局所麻酔での日帰り:手術後の過ごし方を教えてください
手術を受けた後は、約1-2時間、ベッドで安静にして過ごし、その後にご帰宅となります。手術終了時に鼻に入れたスポンジは、翌日外来にて取ります。ご来院時間は、退院時に相談いたします。手術当日は、抗生剤と鎮痛薬を処方しますが、痛みが強くなければ鎮痛薬を飲む必要はありません。また、手術当日の飲酒や入浴は禁止ですが、食事制限はありません。
手術終了時に鼻に入れたスポンジには、息をするためのシリコンチューブが入っています。ほとんどの場合、そのチューブにより、帰宅後も鼻呼吸は可能ですが、血液で詰まる場合もまれにあります。
血液の混じった鼻水が続く場合、綿栓をしていただきます。この綿栓はご自宅で交換いただきますが、最初血液が多く、その後徐々に鼻汁が主になっていきます。
仕事はどのくらい休まないといけませんか?
仕事の内容によって変わりますが、局所麻酔日帰り手術では、手術日と翌日の2日間、全身麻酔入院手術では、入院2日間と退院後の1日、合計3日お休みいただくことをお勧めしています。
費用はどの位ですか?
全て健康保険適用です。
内視鏡下鼻中隔手術Ⅰ型(骨、軟骨手術)6,620点(自己負担額19,860円)
内視鏡下鼻腔手術Ⅰ型(下鼻甲介手術)7,940点(自己負担額23,820円)
※下鼻甲介手術は両側行う必要があるため、倍の費用が必要になります。
日帰り局所麻酔では、内視鏡下鼻中隔手術に、両側の下鼻甲介手術を受けた場合、合計は67,500円となり、再診料、処方料などが加わって手術当日にお支払いただくのは約7万から8万円程度となります。下鼻甲介粘膜切除術を同時に受けても同じ金額です。

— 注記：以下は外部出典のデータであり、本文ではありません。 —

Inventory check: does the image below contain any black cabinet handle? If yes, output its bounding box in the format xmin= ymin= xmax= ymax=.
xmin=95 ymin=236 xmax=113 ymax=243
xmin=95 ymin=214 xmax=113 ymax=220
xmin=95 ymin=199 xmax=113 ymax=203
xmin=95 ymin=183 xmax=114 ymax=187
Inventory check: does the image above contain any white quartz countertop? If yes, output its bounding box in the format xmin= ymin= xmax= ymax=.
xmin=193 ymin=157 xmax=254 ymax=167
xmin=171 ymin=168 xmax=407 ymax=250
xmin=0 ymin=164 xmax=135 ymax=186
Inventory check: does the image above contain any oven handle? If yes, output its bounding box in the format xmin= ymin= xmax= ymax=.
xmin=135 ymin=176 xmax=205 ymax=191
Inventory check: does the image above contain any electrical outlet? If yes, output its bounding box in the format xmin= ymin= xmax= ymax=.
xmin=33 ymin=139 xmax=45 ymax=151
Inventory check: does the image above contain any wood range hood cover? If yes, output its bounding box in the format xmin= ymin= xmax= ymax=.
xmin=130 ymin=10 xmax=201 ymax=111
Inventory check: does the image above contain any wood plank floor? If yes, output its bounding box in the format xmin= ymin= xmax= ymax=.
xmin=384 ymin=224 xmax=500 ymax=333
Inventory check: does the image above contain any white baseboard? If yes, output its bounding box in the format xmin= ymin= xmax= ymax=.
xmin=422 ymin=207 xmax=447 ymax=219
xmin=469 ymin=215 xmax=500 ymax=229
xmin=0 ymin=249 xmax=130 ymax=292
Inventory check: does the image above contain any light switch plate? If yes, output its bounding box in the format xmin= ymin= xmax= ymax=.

1泊2日入院の全身麻酔手術では、全身麻酔費用、入院食事費用などが加わるため、概算としてお伝えするのは約135,000円となります。なお、従来の1週間入院で受けた手術の場合、病院によっても変わりますが、15~20万円ほどの費用となります。
保険会社の手術給付金対象になっていますか?
保険会社や契約内容によって異なりますので、契約している保険会社に確認する必要があります。保険会社では手術をKナンバーという記号で管理しているので、それを伝えるとスムーズです。